The commission also reported 2,641 new cases of the COVID-19 strain, with the vast majority in Hubei.
The number, however, was almost half those reported the previous day.
The scale of the epidemic swelled this week after authorities in Hubei changed their criteria for counting cases, adding thousands of new patients to their tally.
Previously, they were counting only cases with a positive lab test result but are now also including those "clinically diagnosed" through lung imaging.
Officials said the change was necessary to ensure that patients get treated early amid reports of backlogs in lab tests.
The revision added nearly 15,000 patients to Hubei's tally on Thursday, with the World Health Organization noting that cases going back weeks were retroactively counted.

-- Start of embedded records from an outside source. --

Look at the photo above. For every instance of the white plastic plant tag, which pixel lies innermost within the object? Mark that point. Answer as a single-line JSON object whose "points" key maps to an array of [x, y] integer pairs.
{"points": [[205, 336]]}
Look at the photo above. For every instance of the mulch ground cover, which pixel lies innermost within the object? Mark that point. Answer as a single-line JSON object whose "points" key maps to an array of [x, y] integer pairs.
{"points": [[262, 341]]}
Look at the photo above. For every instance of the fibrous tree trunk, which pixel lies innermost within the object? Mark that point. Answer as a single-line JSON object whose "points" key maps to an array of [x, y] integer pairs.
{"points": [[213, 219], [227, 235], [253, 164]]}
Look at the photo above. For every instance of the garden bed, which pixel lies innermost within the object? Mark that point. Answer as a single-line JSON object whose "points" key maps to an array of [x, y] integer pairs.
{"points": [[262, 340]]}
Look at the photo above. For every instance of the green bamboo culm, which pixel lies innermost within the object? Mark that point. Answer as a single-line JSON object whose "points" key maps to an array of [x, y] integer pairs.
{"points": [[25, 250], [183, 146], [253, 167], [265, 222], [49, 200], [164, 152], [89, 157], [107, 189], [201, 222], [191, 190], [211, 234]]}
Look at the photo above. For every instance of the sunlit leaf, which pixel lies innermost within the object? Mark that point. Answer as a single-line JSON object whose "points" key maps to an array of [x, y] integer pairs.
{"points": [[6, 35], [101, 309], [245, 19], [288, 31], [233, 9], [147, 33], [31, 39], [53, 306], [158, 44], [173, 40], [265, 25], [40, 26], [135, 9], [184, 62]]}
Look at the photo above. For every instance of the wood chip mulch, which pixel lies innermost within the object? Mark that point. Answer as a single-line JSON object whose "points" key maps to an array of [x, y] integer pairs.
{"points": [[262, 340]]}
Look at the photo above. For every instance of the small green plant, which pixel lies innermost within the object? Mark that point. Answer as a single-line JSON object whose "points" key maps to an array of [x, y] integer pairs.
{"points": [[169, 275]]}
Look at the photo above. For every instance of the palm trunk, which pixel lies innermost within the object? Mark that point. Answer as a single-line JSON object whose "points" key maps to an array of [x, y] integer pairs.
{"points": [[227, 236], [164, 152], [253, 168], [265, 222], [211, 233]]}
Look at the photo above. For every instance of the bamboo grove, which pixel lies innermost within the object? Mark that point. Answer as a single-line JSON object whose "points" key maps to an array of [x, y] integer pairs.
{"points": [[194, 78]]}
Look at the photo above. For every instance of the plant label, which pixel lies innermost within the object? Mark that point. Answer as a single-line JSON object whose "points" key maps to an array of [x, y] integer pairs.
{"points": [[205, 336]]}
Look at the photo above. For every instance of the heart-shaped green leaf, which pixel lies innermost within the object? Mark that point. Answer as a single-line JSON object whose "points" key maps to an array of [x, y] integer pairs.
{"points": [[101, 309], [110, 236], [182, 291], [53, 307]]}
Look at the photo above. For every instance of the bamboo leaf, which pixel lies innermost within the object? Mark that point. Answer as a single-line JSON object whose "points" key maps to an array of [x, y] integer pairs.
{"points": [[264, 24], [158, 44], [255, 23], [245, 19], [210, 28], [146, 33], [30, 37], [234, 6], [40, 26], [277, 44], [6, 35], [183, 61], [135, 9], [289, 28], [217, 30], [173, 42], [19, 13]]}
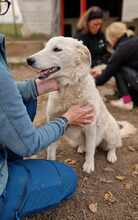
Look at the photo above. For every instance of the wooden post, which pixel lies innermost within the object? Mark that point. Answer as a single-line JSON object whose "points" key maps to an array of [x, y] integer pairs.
{"points": [[62, 17], [83, 6]]}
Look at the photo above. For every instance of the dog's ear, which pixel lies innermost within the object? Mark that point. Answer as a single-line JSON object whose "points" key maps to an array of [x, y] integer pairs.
{"points": [[84, 54]]}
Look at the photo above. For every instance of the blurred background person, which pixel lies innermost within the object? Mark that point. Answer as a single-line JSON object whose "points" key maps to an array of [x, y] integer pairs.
{"points": [[89, 30], [123, 65]]}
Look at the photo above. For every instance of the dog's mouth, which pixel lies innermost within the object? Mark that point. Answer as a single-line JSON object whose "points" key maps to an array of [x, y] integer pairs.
{"points": [[47, 72]]}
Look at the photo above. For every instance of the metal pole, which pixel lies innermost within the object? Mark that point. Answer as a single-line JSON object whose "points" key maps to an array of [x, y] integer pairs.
{"points": [[83, 6], [62, 17], [14, 18]]}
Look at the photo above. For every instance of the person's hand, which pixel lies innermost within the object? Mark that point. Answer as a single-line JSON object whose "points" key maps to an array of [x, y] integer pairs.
{"points": [[45, 86], [95, 71], [80, 115]]}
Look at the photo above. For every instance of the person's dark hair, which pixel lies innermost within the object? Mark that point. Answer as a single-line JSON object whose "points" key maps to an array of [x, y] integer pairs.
{"points": [[92, 13]]}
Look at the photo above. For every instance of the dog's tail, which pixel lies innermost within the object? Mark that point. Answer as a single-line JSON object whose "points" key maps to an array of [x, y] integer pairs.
{"points": [[126, 129]]}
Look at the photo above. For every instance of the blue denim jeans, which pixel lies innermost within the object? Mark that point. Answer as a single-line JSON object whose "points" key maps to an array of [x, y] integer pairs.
{"points": [[35, 185]]}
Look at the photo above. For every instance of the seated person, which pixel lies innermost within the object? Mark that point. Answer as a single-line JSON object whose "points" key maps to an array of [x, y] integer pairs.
{"points": [[123, 65], [89, 31]]}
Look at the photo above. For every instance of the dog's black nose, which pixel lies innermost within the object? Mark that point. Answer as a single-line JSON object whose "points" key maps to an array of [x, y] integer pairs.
{"points": [[30, 61]]}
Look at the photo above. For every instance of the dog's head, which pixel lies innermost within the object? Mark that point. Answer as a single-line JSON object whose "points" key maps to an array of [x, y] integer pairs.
{"points": [[62, 58]]}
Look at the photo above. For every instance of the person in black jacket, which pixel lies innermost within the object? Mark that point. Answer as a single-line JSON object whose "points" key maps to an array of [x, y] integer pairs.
{"points": [[123, 65], [89, 31]]}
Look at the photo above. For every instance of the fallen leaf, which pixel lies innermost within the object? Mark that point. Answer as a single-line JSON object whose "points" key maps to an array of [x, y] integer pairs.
{"points": [[109, 197], [108, 169], [130, 148], [135, 170], [93, 207], [121, 178], [103, 180], [70, 161], [128, 186]]}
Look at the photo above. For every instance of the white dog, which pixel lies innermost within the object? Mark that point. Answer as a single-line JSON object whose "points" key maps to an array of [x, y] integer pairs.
{"points": [[68, 61]]}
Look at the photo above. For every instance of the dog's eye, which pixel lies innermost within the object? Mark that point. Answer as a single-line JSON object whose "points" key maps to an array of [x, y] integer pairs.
{"points": [[56, 49]]}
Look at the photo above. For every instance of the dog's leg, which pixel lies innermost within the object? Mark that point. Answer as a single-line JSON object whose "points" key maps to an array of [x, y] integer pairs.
{"points": [[111, 155], [113, 140], [81, 148], [51, 151], [90, 138]]}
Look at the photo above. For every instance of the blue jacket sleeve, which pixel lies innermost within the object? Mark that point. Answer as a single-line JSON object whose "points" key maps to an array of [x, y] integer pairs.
{"points": [[16, 129]]}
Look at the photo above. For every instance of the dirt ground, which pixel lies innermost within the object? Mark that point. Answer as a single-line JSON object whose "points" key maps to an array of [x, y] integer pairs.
{"points": [[111, 192]]}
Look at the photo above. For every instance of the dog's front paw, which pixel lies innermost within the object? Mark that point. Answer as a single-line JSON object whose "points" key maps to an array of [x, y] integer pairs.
{"points": [[80, 149], [111, 156], [88, 167]]}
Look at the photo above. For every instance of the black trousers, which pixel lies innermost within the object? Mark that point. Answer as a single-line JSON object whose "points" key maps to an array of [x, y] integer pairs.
{"points": [[124, 84]]}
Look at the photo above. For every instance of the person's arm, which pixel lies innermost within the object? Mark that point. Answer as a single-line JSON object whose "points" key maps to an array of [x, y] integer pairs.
{"points": [[16, 128], [120, 57], [17, 132]]}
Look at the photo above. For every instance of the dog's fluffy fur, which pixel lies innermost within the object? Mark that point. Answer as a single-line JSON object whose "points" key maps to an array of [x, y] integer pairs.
{"points": [[77, 86]]}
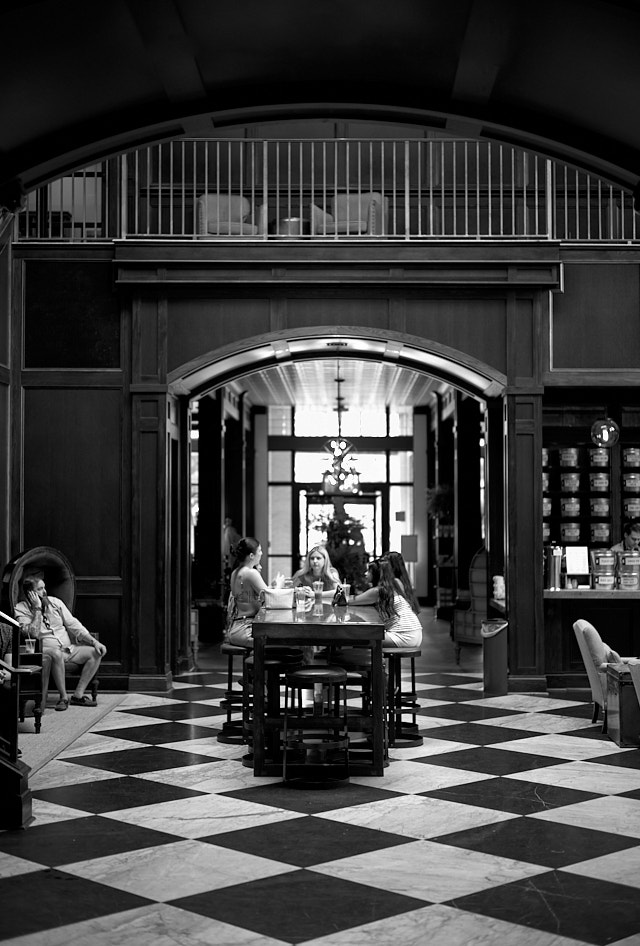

"We're seeking further clarity on how clinical diagnosis is being made to ensure other respiratory illnesses including influenza are not getting mixed into the COVID-19 data," WHO chief Tedros Adhanom Ghebreyesus said Friday.
There were over 4,800 cases reported in Hubei on Friday and 2,420 on Saturday.
The number of new confirmed cases has been steadily falling outside Hubei, with 221 infections reported on Saturday.
A top Chinese scientist had predicted that the epidemic could peak by the end of this month after the number of new cases had fallen earlier in the week.
The WHO cautioned that it was "way too early" to make any predictions about the disease's trajectory.
Authorities said Friday 1,716 medical workers have been infected during the outbreak, with six dying from the illness.
Most of the infections among health workers were in Hubei's capital, Wuhan, where many have lacked proper masks and gear to protect themselves in hospitals dealing with a deluge of patients.
The grim figures come a week after grief and public anger erupted over the death of a whistleblowing doctor who had raised the alarm about the virus in December and been reprimanded and silenced by police in Wuhan.